Source: courtesy Wikimedia Commons
DIONNE, NARCISSE-EUTROPE, physician, journalist, historian, and librarian; b. 17 May 1848 in Saint-Denis, near Kamouraska, Lower Canada, eldest of the 12 children of Narcisse Dionne and Élisabeth Bouchard, m. first 23 Oct. 1873 Laure Bouchard (d. 1895) at Quebec, and they had ten children, three of whom reached adulthood; m. there secondly 8 Sept. 1896 Emma Bidégaré, and they had four children; d. there 30 March 1917.
Narcisse-Eutrope Dionne’s father worked as a joiner in Saint-Denis. He had had some schooling, and his memory and talents as a storyteller were said to be outstanding. The boy’s mother was very devout and gave him a sound religious education. He went to the village primary school, where he became friends with Thomas Chapais* and his brother Jean-Charles, who were also from Saint-Denis. Their father, Jean-Charles Chapais*, the mla for Kamouraska, and Édouard Quertier*, the curé of Saint-Denis, sponsored Dionne’s studies at the Collège de Sainte-Anne-de-la-Pocatière from 1857. The atmosphere there inclined him towards the priesthood and in 1866 he entered the Grand Séminaire de Québec. He studied theology for two years and then taught at his former college in 1868–69 and the Collège de Lévis in 1869–70.
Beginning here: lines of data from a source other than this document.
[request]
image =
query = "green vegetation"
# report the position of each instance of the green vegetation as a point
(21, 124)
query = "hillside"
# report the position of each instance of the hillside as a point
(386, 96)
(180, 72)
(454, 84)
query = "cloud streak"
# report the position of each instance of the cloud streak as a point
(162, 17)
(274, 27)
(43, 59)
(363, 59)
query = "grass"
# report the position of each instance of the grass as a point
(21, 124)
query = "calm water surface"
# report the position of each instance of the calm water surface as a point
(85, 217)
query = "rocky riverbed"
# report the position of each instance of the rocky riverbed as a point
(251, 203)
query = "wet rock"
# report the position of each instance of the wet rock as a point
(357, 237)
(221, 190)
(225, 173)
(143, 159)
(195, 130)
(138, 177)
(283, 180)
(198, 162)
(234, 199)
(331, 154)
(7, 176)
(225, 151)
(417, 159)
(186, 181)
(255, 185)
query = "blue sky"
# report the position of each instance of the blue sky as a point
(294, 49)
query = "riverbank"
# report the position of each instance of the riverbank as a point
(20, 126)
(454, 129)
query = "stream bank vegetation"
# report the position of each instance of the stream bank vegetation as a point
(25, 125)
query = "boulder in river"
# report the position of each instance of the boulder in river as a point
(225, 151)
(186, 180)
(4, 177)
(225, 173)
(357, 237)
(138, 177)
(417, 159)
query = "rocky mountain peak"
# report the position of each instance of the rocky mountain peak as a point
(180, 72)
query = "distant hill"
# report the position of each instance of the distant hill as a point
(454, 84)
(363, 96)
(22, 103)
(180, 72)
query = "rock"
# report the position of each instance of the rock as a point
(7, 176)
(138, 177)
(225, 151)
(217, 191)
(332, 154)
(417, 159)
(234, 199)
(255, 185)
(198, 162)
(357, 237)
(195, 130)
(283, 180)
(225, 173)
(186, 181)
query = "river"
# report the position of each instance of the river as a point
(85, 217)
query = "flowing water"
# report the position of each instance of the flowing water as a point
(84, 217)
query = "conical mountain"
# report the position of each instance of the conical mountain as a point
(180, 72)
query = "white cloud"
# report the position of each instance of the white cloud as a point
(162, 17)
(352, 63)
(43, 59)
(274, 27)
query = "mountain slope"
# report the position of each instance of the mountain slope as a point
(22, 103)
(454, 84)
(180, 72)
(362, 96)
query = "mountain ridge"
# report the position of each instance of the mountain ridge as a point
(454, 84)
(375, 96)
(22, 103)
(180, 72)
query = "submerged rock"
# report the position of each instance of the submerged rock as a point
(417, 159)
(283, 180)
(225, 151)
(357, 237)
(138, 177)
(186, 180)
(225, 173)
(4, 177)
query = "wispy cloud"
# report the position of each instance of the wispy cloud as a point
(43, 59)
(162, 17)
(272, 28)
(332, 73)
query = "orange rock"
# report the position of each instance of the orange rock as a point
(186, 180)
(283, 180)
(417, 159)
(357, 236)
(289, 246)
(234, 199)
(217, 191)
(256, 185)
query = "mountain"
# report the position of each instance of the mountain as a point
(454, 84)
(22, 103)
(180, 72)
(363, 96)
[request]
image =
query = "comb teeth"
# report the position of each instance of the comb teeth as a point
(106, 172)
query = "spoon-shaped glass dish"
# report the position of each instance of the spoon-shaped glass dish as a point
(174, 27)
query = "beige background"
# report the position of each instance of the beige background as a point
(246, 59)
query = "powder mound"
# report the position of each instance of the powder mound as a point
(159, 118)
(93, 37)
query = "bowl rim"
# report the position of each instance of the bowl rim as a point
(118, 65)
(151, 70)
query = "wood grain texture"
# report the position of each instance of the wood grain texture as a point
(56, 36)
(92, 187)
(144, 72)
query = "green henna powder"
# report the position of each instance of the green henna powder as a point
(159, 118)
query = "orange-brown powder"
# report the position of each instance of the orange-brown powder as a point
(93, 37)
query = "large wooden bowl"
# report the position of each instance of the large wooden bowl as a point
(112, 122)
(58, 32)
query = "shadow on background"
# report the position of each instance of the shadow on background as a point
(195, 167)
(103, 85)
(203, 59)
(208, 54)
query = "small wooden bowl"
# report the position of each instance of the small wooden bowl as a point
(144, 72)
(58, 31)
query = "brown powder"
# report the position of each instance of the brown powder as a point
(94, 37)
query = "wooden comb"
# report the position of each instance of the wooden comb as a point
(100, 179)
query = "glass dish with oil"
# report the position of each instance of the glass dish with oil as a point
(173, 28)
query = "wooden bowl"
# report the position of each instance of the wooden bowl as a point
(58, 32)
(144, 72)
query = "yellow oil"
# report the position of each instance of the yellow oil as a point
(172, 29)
It was love that changed the direction of Dionne’s vocation and career. In 1869 he announced to his family that he no longer wanted to become a priest because he wished to marry his cousin, Laure Bouchard. He then enrolled in the medical faculty at the Université Laval. Despite his family’s opposition, he became engaged to his cousin on 20 Jan. 1871, promising to marry her when he finished the studies to which he then zealously devoted himself. In 1872 he obtained his mb and in 1874 his md.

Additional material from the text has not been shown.